“Stale news, good Dame!” answered Sir Thomas, with (as methought) a rather grim smile. “We know something more, I reckon, than you, touching your Lord and Lady. Sir Roger de Mortimer is o’er seas in Normandy, and the Lady Joan at Skipton Castle.”
“At Southampton, you surely mean?” said Master Inge, who stood at the other end of the line whereof I made the midmost link.
The knight laughed out. “Nay, worthy Master Inge, I mean not Southampton, but Skipton. ’Tis true, both begin with an S, and end with a p and a ton; but there is a mile or twain betwixt the places.”

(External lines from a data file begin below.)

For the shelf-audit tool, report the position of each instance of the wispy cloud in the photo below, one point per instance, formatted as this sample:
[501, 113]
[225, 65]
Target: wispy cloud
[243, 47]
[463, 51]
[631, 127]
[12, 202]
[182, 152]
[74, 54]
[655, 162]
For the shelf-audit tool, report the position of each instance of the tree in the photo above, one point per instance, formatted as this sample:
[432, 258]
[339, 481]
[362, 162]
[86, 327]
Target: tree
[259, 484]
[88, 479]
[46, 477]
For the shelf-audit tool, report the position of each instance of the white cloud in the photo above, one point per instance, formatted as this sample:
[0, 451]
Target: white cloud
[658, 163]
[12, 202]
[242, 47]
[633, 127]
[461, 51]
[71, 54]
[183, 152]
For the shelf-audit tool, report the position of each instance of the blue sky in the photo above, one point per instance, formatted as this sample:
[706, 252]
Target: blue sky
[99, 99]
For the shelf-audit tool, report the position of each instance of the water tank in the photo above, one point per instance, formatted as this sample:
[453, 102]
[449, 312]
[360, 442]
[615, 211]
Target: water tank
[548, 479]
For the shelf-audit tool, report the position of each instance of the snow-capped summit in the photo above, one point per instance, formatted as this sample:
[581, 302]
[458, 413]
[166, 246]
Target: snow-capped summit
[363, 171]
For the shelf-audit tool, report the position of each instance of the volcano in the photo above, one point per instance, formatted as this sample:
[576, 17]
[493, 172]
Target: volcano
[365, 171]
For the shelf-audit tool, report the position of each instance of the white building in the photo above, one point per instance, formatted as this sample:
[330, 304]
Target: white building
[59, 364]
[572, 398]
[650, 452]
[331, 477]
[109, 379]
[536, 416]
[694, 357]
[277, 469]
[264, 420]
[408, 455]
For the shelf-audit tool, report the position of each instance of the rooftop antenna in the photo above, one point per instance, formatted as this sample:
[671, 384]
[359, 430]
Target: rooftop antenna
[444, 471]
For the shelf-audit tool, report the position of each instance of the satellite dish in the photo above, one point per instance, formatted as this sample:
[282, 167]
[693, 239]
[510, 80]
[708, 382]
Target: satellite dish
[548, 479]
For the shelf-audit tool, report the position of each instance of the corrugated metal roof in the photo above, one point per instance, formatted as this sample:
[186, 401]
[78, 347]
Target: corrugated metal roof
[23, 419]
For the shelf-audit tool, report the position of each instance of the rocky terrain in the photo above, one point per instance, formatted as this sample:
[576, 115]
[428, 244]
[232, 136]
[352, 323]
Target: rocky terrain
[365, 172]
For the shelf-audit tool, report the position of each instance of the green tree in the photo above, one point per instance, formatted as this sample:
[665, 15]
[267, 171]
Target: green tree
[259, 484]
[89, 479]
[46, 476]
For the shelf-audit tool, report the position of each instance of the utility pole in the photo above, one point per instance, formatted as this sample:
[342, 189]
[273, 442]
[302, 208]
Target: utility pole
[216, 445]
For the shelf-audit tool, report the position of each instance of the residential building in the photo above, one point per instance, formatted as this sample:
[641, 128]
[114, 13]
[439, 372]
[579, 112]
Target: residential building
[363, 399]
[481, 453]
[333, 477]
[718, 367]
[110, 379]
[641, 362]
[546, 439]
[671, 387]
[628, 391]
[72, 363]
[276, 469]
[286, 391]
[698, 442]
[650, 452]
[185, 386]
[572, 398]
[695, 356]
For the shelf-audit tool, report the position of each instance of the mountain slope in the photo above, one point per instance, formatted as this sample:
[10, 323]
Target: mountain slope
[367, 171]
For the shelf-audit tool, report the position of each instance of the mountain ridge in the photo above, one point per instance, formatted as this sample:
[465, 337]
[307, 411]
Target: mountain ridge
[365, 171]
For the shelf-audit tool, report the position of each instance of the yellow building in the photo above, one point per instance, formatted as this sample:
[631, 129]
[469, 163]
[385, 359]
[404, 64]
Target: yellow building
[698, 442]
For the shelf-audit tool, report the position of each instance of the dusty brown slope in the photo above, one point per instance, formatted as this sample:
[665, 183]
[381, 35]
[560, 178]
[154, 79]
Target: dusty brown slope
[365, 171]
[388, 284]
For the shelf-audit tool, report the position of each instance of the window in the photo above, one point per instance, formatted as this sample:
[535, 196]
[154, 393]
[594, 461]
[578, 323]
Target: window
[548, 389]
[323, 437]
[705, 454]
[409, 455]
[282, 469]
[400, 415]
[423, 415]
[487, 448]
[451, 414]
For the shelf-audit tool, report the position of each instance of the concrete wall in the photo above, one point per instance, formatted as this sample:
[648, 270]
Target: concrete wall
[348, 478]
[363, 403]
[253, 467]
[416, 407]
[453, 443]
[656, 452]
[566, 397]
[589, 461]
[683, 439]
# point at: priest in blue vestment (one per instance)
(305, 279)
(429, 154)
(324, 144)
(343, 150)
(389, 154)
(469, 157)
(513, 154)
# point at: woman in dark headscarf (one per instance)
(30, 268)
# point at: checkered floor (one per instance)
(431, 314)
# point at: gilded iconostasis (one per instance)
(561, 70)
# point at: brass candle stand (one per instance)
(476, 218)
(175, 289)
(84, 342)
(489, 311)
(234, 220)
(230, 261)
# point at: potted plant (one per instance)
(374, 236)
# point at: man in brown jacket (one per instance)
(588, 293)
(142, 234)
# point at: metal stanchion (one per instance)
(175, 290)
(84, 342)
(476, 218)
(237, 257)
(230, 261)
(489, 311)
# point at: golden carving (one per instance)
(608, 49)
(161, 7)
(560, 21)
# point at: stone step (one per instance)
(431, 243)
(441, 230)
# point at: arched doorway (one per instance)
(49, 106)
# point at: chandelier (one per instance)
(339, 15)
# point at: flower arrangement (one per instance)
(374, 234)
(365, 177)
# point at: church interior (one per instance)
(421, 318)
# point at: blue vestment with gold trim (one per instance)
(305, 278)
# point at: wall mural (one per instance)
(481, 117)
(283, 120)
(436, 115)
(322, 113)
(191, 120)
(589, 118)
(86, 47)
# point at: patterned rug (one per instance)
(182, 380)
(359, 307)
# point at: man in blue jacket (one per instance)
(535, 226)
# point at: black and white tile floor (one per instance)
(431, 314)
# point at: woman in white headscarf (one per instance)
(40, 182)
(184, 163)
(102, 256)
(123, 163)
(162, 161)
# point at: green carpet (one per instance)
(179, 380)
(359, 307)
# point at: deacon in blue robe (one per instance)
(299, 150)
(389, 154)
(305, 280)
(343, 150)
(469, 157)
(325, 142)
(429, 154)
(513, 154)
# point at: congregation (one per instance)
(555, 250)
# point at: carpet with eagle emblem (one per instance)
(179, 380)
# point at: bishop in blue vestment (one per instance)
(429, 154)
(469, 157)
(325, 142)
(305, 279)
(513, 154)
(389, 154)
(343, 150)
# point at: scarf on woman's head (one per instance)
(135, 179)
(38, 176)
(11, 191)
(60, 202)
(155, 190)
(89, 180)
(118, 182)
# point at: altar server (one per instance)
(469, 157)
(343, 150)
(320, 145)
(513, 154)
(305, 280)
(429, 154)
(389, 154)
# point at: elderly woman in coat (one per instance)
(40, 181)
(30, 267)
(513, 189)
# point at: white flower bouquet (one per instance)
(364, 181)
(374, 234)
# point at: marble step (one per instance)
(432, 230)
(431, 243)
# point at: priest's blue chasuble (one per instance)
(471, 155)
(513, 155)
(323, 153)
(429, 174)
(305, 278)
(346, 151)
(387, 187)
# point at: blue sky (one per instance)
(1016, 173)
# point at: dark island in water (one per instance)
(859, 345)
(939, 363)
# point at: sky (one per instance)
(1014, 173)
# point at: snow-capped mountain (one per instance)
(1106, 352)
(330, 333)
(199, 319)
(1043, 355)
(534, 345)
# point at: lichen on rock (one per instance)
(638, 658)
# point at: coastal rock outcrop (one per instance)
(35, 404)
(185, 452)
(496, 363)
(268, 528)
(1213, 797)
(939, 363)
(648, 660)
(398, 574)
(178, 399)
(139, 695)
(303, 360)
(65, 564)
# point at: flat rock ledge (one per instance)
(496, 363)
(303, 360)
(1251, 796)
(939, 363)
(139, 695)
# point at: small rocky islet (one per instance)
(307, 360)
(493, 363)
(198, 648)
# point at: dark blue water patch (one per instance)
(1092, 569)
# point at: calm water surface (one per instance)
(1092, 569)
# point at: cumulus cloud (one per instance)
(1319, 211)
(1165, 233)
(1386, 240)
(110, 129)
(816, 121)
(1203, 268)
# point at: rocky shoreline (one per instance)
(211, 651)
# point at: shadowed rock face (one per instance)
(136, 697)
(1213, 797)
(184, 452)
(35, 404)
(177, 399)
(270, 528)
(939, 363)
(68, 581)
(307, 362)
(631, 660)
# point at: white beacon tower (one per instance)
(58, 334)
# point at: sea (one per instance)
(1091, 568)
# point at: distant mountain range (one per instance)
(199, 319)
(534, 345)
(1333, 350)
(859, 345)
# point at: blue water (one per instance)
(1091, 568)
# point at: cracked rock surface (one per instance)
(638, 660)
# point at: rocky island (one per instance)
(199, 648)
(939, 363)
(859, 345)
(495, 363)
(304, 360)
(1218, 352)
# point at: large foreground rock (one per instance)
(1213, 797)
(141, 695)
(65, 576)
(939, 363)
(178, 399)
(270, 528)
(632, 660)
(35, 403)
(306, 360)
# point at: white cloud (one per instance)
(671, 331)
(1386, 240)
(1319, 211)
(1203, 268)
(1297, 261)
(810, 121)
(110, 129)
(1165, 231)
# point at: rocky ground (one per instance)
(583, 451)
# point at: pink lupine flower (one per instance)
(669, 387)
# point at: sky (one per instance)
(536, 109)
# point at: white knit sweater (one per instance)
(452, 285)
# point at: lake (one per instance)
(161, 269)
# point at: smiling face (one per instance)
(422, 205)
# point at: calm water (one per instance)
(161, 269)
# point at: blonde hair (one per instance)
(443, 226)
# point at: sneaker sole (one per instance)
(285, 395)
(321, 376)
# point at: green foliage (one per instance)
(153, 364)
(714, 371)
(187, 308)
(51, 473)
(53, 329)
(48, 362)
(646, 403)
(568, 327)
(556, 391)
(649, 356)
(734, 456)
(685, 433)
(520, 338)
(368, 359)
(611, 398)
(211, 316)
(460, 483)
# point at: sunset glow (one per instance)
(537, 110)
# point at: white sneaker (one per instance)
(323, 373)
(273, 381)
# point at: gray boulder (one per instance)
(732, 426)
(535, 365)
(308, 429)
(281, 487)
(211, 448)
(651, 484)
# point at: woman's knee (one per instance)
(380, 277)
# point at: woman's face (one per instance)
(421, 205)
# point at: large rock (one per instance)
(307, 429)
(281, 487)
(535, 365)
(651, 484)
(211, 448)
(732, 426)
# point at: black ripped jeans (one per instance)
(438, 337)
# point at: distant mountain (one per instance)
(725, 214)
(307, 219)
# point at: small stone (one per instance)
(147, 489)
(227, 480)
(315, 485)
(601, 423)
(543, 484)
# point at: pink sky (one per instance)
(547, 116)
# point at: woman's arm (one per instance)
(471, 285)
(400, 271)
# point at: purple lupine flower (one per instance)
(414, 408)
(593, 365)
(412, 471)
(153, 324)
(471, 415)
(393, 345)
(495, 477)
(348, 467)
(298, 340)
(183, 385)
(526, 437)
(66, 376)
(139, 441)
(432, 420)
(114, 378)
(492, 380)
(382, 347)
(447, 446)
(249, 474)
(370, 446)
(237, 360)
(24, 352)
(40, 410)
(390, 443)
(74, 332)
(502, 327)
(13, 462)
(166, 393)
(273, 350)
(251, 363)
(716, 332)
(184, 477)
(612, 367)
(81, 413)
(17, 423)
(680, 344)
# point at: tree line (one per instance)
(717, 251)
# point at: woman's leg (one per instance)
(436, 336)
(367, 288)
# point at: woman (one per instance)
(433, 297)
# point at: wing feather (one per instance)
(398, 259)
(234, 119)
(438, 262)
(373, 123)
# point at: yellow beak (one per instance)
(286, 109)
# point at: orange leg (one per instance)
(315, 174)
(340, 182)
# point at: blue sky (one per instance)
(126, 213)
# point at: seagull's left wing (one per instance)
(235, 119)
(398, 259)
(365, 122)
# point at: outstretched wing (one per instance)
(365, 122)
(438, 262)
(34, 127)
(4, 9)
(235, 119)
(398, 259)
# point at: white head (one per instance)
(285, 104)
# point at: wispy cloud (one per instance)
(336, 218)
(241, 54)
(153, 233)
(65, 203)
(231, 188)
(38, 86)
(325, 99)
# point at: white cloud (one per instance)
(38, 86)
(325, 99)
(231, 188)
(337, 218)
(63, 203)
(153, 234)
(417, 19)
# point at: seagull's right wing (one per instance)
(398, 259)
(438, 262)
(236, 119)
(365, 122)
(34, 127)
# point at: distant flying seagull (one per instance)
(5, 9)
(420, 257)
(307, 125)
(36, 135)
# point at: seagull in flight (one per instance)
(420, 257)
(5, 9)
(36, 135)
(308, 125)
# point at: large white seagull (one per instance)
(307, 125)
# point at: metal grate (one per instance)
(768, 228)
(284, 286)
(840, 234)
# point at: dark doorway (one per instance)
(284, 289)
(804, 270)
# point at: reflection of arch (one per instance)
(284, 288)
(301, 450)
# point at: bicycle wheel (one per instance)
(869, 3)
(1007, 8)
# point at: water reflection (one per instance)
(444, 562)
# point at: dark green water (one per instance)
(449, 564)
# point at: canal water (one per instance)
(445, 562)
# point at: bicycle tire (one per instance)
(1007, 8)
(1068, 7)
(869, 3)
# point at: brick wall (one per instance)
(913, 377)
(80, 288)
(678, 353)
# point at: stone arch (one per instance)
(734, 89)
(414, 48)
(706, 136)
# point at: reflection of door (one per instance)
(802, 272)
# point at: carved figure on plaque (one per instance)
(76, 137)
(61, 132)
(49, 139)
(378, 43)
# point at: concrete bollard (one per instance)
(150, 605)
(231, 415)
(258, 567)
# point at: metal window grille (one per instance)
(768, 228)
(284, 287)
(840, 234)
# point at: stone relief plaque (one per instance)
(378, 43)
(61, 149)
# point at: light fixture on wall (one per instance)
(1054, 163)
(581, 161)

“What should my Lady do at Skipton?” saith Dame Hilda.
“Verily, I conceive not this!” saith Master Inge, knitting his brows. “It was to Southampton my Lady went—at least so she told us.”
“Your Lady told you truth, Master Castellan. She set forth for Southampton, and reached it. But ere a fair wind blew for her voyage, came a somewhat rougher gale in the shape of a command from the King’s Grace to the Sheriff to take her into keeping, and send her into ward at Skipton Castle, whither she set forth a fortnight past. Now, methinks, Master Inge, you are something wiser than you were a minute gone.”
“And our young damsels?” cries Dame Hilda. “Be they also gone to Skipton?”
I felt Kate’s hand close tighter upon mine.
“Soft you, now, good Dame!” saith Sir Thomas—who, or I thought so, took it all as a very good joke. “Your damsels be parted in so many as they be, and sent to separate convents,—one to Shuldham, one to Sempringham, and one to Chicksand—and their brothers be had likewise into ward.”
To my unspeakable amazement, Dame Hilda burst into tears, and catched up Beatrice in her arms. I had never seen her weep in my life: and a most new and strange idea was taking possession of me—did Dame Hilda actually care something for us?